Bu oda bir diğerine açılıyor: Üstünde ve altında dolaplar bulunan uzun tezgâhlar var ve annemin içine bir sepet koymak için üzerine eğildiği büyük bir fırın.

"Odana git ve akşam yemeğinden önce eşyalarını çıkar Kyla," diyor annem ve sıçrıyorum.

Amy elimi tutuyor. "Bu taraftan," diyor ve beni koridora çekiyor. Merdivenlerden yukarıya onu izliyorum, üç kapısı ve yukarı giden daha çok basamağı olan bir başka koridora çıkıyoruz.

"Biz bu kattayız, annemle babam yukarıdalar. Bak bu benim kapım." Sağdakini işaret ediyor. "Şu sondaki banyoyu paylaşacağız. Onların yukarıda kendilerine ait bir banyoları var. Ve bu da senin odan." Solu işaret ediyor.

Amy'ye bakıyorum.

"Haydi."

Kapı yarı açık, itiyorum ve içeri giriyorum.

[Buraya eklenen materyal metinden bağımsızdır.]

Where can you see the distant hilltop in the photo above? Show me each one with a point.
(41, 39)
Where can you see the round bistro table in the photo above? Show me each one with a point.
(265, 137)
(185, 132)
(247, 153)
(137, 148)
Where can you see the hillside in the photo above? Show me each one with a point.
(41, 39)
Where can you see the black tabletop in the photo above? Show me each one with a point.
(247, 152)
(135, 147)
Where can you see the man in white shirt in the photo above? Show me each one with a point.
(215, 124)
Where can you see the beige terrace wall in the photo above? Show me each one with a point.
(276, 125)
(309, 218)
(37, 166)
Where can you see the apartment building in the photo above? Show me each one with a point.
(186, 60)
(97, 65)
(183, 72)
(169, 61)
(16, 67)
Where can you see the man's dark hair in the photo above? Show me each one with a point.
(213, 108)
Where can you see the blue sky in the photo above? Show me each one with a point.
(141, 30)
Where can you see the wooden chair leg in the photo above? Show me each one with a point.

Hastane odamdan çok daha büyük. Çantam çoktan yerde duruyor, baba onu oraya koymuş olmalı. Çekmeceli ve üzerinde ayna bulunan bir tuvalet masası var, yanında da bir gardırop. Lavabo yok. Evin ön kısmının üzerinden dışarıya bakan büyük geniş bir pencere.

İkiz yataklar.

Amy içeri giriyor ve birine oturuyor. "Başlangıçta iki tanesini buraya koyalım diye düşündük; geceleri sen de istersen seninle kalabilirim. Hemşire sen yerleşene kadar bunun iyi bir fikir olabileceğini söyledi."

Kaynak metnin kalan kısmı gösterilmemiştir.